Embarrassing Condescension

Its reputation in tatters over the Jayson Blair scandal and combating a widespread perception of being out of touch, in May the liberal New York Times presented editors with recommendations from an internal committee on how to restore its credibility among readers. Among the recommendations for the “newspaper of record” was this one: “Increase coverage of middle America, rural areas and religion.”

Times columnist Nicholas D. Kristof didn’t need the advice. He’s been following evangelicals for years, at one point dubbing us the “new internationalists,” in recognition of the powerful Christian focus on global human rights and religious liberty over the last decade.

But something tells me Kristof’s recognition of our achievements in these areas of mutual concern is less than enthusiastic—kind of like finding out that you and David Duke share a favorite hobby. It may be a fact, but you hope no one finds out about it.

Kristof writes in his July 24 column, for example, “[T]hese days liberals should be embarrassed that it’s the Christian Right that is taking the lead in spotlighting repression in North Korea.” Two days later, Kristof wrote, “Time magazine gets credit for putting Darfur on its cover—but the newsweeklies should be embarrassed that better magazine coverage of Darfur has often been in Christianity Today.” (Disclosure: As an editor at CT, I’ve played a small role in coordinating some of that embarrassing coverage.)

Do you detect a pattern here? Acknowledging that theologically conservative Christians have been pivotal in fighting and spotlighting human rights abuses worldwide, Kristof nevertheless expresses an unconscious elitism. Being beaten by a presumed equal is no shame. But losing to an inferior is necessarily an embarrassment.

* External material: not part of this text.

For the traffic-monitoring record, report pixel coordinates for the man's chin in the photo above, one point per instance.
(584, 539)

Kristof seems shocked, shocked, that evangelicals don’t fit the standard liberal stereotype. He shouldn’t be. Our engagement on issues of wide social and global significance has a significant pedigree. Kristof needs to do some more reading.

William Wilberforce, an evangelical parliamentarian, was instrumental in abolishing the British slave trade. The English preacher John Wesley did more to socially uplift the poor than any government program could ever dream of.

In the United States, Bible-believing Christians played prominent roles in the abolition movement. Despite the ingrained racism of many Christians, others marched alongside Rev. Martin Luther King Jr. for civil rights.

In more recent decades, evangelicals have spoken up for Jews in the Soviet Union, fought sexual trafficking, supported legislation against prison rape, pushed for an end to civil war in Sudan, worked tirelessly to provide pregnant women with practical options to abortion (which even Hillary Clinton now says is a “tragic choice”), and helped bring down the national abortion rate. According to Ram Cnaan of the University of Pennsylvania, the value of social services provided by the average North American church annually is $184,000.

Overseas, Christians in India are seeking to end social and legal barriers that have crushed the nation’s despised Untouchables for centuries. Christians, after a slow start, are playing a vital role in slowing the spread of AIDS in Africa. While not all evangelicals agree on the particulars, we are now even speaking up about diverse issues such as poverty and global warming.

Last year, prominent human rights leader Michael Horowitz, who is a Jew, unabashedly told me that evangelicals played “the central role” in passage of the North Korea Human Rights Act of 2004, saying, “It was the evangelical passion in the Wilberforce spirit that was the powerful animating force, the energizing force, around this issue.”

If advocates such as Horowitz aren’t embarrassed by our involvement, why should Kristof be?